Но из-за этого не будем несправедливы к миру! Чем больше дух получил бы простора для развития и проявления своих чудесных сил, тем больше твердой земли он смыл бы своим могучим потоком и таким образом значительно уменьшил бы земельное пространство, где толпа получает средства для своего существования, а мир должен обеспечить именно толпу. Поэтому так редко появляются великие умы. Если бы они появлялись чаще, то бесчисленное количество лиц лишилось бы единственной опоры жизни, полезности и необходимости своего существования, ибо масса людей с женами и детьми может в течение многих лет прилично прожить тем, что великий ум растратит в один вечер. Признаем как раз в этом великую мудрость, которая управляет миром и которой, хочешь или не хочешь, а нужно повиноваться. Эта мудрость намерена, очевидно, допустить как можно больше существ не только к бытию, но, что, собственно говоря, то же самое, к наслаждению и радостям бытия. Но радость бытия заключается единственно в сознании его ценности. Силы, а следовательно, и деяния так распределены и рассыпаны по миру, чтобы возможно большее число людей обладало сознанием своей ценности, своей важности и полезности: чем меньше порции, тем больше наслаждающихся. Совершенно справедливо поэтому толпа издавна завидовала великим умам, хулила их, клеветала на них, преследовала их, ибо она знала слишком хорошо, что они отнимают у нее покой и радости, наносят ущерб ее бытию и даже угрожают ему. Несчастье было поэтому уделом почти всех великих мужей. Только сознанием собственного величия вознаградила их божественная премудрость за переносимый ими позор и потерю земных благ, ибо, собственно говоря, это она предопределила их к тому, чтобы дать стимул толпе собрать воедино все свои силы с целью воспрепятствовать тягостному и дорогостоящему явлению нового великого духа.

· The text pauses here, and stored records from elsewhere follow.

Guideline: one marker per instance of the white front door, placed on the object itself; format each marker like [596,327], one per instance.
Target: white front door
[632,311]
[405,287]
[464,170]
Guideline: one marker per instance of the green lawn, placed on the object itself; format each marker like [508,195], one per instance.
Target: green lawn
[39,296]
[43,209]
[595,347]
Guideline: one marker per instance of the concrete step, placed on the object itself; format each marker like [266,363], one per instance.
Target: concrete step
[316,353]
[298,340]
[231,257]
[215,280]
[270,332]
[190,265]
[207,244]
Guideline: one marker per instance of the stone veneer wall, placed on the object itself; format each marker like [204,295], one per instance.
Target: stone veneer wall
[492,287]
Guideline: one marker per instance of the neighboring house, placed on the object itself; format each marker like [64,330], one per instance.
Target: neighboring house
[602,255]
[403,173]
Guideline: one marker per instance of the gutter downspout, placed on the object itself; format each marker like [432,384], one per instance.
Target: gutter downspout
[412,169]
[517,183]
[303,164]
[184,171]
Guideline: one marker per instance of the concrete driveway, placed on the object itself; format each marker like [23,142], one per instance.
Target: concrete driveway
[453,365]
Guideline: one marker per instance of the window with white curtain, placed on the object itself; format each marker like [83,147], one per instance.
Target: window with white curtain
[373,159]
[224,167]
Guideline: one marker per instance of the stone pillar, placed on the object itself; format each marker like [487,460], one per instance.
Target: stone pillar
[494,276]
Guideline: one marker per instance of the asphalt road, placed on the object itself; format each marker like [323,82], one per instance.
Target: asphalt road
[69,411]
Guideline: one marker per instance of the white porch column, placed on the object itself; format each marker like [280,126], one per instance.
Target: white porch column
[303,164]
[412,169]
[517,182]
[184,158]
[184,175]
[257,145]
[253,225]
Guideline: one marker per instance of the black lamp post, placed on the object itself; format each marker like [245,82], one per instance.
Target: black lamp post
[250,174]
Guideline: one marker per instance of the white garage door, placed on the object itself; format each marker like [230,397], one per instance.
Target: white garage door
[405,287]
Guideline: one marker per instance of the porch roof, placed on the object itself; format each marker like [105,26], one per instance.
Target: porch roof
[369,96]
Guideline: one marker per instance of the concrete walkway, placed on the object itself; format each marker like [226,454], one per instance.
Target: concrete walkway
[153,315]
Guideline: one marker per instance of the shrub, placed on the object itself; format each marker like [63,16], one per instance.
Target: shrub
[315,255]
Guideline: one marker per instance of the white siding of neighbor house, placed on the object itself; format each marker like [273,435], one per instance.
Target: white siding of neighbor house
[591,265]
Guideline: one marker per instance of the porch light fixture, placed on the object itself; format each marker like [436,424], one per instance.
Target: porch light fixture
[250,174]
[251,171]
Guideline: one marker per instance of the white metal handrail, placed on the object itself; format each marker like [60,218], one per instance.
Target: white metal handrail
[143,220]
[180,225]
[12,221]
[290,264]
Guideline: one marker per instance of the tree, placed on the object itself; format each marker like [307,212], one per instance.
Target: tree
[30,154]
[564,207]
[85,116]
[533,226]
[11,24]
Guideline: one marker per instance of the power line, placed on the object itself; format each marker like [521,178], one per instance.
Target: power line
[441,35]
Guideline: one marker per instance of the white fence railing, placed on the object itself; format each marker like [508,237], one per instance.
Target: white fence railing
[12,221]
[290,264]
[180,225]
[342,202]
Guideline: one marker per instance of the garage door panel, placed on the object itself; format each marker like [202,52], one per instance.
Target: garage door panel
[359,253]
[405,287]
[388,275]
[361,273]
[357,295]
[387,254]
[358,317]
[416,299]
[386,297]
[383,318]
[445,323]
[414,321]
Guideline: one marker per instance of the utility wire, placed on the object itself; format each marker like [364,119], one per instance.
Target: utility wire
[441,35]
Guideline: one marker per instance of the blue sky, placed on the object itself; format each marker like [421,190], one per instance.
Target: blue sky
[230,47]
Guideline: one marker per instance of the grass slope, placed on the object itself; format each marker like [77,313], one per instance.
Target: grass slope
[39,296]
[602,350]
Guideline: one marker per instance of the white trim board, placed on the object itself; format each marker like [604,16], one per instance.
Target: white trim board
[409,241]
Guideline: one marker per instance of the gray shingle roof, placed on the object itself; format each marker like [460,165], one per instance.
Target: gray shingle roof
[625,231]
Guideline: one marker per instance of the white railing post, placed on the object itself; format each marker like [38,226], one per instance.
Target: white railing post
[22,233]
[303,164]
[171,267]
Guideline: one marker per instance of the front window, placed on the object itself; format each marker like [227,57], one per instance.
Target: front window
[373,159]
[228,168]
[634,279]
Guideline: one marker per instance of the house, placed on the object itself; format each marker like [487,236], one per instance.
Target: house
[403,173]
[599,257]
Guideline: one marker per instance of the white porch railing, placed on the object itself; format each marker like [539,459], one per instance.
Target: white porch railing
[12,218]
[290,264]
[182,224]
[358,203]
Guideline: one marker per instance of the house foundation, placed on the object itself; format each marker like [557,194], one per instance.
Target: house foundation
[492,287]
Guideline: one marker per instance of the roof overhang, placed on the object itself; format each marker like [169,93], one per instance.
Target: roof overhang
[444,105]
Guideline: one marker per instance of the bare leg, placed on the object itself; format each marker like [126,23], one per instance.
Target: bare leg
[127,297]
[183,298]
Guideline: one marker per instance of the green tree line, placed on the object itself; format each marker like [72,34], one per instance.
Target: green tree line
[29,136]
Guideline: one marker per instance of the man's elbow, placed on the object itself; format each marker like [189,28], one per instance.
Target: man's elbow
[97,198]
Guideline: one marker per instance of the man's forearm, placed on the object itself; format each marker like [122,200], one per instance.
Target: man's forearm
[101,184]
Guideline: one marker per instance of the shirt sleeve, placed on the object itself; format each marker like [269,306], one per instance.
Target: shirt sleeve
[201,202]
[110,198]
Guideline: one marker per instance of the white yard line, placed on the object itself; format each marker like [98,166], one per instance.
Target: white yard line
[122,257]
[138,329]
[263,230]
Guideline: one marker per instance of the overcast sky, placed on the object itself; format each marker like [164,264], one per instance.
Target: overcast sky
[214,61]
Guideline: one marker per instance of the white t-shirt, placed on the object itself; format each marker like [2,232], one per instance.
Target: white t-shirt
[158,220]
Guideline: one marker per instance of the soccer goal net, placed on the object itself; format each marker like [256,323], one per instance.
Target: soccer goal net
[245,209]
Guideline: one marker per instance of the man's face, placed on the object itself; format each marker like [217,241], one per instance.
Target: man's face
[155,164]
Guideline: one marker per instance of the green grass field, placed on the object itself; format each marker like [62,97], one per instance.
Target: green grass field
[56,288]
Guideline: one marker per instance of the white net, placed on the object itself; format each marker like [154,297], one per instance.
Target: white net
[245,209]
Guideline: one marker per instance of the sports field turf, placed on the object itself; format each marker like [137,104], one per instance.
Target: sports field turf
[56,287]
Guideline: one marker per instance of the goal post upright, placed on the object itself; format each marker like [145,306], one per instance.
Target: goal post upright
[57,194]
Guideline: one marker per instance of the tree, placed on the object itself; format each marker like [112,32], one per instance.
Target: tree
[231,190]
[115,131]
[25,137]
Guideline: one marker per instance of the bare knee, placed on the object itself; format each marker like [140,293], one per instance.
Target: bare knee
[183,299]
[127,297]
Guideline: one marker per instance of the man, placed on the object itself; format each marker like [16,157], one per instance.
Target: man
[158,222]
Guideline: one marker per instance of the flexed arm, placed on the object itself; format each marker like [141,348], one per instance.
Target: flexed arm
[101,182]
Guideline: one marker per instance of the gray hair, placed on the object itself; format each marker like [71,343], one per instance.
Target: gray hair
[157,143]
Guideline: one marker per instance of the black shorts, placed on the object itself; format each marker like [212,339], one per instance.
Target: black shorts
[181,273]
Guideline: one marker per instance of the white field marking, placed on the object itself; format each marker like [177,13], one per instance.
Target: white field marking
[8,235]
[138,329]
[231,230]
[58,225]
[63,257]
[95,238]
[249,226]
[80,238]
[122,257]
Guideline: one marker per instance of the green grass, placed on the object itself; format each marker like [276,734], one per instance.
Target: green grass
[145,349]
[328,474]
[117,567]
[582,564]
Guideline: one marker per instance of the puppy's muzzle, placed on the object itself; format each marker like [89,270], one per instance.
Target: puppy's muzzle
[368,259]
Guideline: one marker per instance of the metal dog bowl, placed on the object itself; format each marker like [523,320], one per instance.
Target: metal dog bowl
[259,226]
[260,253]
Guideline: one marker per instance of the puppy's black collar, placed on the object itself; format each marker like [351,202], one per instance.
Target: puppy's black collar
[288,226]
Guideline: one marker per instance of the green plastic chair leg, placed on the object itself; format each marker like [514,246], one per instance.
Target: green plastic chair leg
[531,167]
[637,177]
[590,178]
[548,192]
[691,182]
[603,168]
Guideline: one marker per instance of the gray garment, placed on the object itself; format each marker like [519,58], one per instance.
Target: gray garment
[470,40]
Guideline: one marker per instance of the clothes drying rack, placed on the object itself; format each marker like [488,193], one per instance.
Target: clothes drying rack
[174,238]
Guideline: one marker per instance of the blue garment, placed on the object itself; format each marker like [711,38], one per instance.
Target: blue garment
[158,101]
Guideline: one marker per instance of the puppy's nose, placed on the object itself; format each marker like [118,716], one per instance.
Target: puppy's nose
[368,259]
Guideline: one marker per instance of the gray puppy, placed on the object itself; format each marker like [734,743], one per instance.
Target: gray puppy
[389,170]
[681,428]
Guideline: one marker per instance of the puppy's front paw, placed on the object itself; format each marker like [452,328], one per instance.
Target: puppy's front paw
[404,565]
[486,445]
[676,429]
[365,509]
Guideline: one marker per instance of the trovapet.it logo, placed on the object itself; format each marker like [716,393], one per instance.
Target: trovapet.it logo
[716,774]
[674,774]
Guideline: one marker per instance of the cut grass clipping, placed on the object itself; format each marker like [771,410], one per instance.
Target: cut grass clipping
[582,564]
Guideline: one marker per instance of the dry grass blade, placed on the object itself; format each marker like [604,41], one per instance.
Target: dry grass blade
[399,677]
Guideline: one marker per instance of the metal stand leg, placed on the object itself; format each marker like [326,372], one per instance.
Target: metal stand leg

Генітальная сущность духа совершенно не подходит миру. Человек чувствует свое собственное достоинство, счастлив и доволен лишь до тех пор, пока ему не напоминают о его границах, а то, что они существуют, он, к величайшему сожалению, наглядно убеждается на своей противоположности, на гениальности духа.

Ах, если бы дух был только гениальной головой! Это еще куда пи шло. Но к сожалению, он еще настоящий чудак, полный своеобразия и капризов.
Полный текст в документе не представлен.